Montréal, le 10 septembre 2004. J’arrive en retard à la conférence de Me Néjib Chebbi, secrétaire général du PDP (Parti Démocratique Progressiste). La salle est remplie aux deux tiers, mais avec l’arrivée des retardataires il n’y aura plus de place. Certains assistent à la conférence debout, faute de place.
Mme Valérie Guilloteau, représentante d’Amnistie Montréal, fait un exposé de la situation peu enviable des droits de la personne en Tunisie. Elle sera suivie par son honneur Gaston Labrèche, juge canadien à la retraite, actif dans la défense des bonnes causes comme celle de la justice asservie en Tunisie. M. Labrèche en sait long sur le fonctionnement de la "justice" tunisienne. En effet, il a assisté à pas mal de parodies de procès. Enfin le "candidat virtuel" à la présidence tunisienne, Me Néjib Chebbi prend la parole.

Monsieur Chebbi ne se fait aucune illusion sur le sort qui sera réservé a sa candidature ni sur le nom du gagnant de la prochaine "élection" présidentielle.
Pour lui l’important est de monter au monde entier le verrouillage politique et médiatique du système tunisien. La loi électorale - exactement comme la soi-disant reforme de la Constitution - a été faite sur mesure pour l’actuel président de la Tunisie.
C’est lui- même qui choisit ses "concurrents" !

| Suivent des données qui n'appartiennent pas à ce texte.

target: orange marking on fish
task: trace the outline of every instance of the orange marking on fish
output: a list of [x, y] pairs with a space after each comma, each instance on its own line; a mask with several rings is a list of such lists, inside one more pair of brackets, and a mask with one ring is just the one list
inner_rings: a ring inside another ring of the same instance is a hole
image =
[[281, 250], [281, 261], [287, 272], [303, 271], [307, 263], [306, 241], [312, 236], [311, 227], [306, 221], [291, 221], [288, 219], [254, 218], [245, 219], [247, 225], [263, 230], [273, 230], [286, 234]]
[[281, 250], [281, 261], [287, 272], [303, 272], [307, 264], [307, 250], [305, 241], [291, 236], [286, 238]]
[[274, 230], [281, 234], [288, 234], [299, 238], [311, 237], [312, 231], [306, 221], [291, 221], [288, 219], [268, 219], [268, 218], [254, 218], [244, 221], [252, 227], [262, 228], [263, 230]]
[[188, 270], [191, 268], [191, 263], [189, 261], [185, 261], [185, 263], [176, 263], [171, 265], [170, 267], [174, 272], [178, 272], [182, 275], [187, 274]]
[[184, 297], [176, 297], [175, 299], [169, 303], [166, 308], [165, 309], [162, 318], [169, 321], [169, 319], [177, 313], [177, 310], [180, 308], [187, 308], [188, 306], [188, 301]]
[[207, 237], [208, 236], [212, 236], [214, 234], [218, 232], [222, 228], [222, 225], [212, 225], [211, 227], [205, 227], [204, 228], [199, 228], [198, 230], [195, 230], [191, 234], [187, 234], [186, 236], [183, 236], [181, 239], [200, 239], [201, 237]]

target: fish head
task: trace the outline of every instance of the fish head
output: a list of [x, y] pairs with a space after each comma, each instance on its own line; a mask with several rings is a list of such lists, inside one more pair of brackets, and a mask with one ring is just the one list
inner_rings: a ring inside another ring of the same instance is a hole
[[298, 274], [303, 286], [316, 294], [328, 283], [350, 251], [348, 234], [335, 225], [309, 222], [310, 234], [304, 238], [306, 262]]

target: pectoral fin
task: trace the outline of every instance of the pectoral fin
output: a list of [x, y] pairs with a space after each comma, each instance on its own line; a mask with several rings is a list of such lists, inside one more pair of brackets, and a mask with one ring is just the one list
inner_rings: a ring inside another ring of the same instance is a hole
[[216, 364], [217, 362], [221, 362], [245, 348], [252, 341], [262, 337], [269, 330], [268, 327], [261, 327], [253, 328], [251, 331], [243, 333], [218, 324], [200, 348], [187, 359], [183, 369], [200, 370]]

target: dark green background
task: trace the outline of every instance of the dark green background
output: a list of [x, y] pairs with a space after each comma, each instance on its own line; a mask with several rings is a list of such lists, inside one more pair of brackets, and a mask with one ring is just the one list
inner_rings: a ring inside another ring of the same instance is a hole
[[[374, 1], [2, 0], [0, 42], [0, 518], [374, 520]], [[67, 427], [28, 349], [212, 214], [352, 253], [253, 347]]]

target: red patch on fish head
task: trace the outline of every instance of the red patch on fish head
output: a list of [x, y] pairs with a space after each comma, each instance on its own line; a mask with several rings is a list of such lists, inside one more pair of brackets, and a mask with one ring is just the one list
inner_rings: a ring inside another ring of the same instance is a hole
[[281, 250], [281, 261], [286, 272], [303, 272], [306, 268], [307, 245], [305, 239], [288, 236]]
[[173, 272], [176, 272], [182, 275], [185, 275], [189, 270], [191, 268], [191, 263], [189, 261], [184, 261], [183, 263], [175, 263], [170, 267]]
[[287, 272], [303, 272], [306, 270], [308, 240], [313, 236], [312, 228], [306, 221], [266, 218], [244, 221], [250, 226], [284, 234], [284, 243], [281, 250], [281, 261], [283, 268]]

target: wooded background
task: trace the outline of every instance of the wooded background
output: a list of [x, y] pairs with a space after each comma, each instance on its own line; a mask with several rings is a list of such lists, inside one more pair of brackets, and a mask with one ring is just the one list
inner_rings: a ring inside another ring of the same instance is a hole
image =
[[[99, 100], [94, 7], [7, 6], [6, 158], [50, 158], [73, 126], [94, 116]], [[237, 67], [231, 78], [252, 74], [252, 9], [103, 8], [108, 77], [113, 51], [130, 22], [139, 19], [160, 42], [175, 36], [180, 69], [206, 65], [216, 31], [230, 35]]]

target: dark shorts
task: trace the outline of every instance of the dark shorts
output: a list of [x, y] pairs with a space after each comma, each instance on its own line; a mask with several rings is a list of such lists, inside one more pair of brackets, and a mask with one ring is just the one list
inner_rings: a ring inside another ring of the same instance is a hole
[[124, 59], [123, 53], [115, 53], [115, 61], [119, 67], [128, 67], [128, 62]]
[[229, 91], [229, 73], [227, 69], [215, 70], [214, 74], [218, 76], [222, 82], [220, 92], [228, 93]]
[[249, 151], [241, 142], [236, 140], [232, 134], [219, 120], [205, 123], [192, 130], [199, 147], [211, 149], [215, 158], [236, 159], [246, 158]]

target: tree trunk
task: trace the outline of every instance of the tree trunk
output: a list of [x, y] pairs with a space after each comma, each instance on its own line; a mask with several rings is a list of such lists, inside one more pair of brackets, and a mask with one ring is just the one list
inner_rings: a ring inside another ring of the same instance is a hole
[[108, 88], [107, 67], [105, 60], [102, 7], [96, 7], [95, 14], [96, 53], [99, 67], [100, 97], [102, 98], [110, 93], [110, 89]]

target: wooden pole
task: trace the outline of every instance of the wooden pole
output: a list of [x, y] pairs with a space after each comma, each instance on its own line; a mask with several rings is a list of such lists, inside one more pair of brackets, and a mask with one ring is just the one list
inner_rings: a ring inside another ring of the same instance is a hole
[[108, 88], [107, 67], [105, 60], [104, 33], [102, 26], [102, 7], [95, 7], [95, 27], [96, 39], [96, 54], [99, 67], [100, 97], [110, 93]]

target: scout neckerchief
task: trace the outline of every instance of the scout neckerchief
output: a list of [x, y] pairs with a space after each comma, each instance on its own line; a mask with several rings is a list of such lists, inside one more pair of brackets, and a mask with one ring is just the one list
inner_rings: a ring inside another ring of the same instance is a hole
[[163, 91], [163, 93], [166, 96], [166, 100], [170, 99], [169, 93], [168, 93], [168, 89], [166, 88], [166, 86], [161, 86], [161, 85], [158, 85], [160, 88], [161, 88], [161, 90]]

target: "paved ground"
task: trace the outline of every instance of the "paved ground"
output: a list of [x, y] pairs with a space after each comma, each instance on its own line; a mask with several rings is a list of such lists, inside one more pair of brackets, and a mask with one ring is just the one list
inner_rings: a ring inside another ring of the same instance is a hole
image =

Mais d’après M. Chebbi les maux de la Tunisie ne sont pas seulement politiques. L’économie tunisienne, utilisée jusqu’ici comme cache-sexe par le régime tunisien, se porte mal et souffrira encore plus pendant les années a venir. Chaque année les universités tunisiennes déversent sur le marché de l’emploi - ou plutôt marché du chômage - des dizaines de milliers de diplômes dont la majorité est privée d’avenir. L’industrie textile est en difficulté et sera encore plus fragilisée par l’ouverture complète du marché tunisien. Des dizaines de milliers d’emplois sont menacés. Les faillites et les licenciements d’ouvriers sont déjà monnaie courante dans ce secteur.
En outre, le secteur bancaire risque de s’effondrer a tout moment vu le volume inquiétant des dettes douteuses accumulées par les banques tunisiennes. M. Chebbi a cite la fameuse liste de la Banque Centrale de Tunisie ou figurent les noms des 127 hommes d’affaires les plus endettés au pays.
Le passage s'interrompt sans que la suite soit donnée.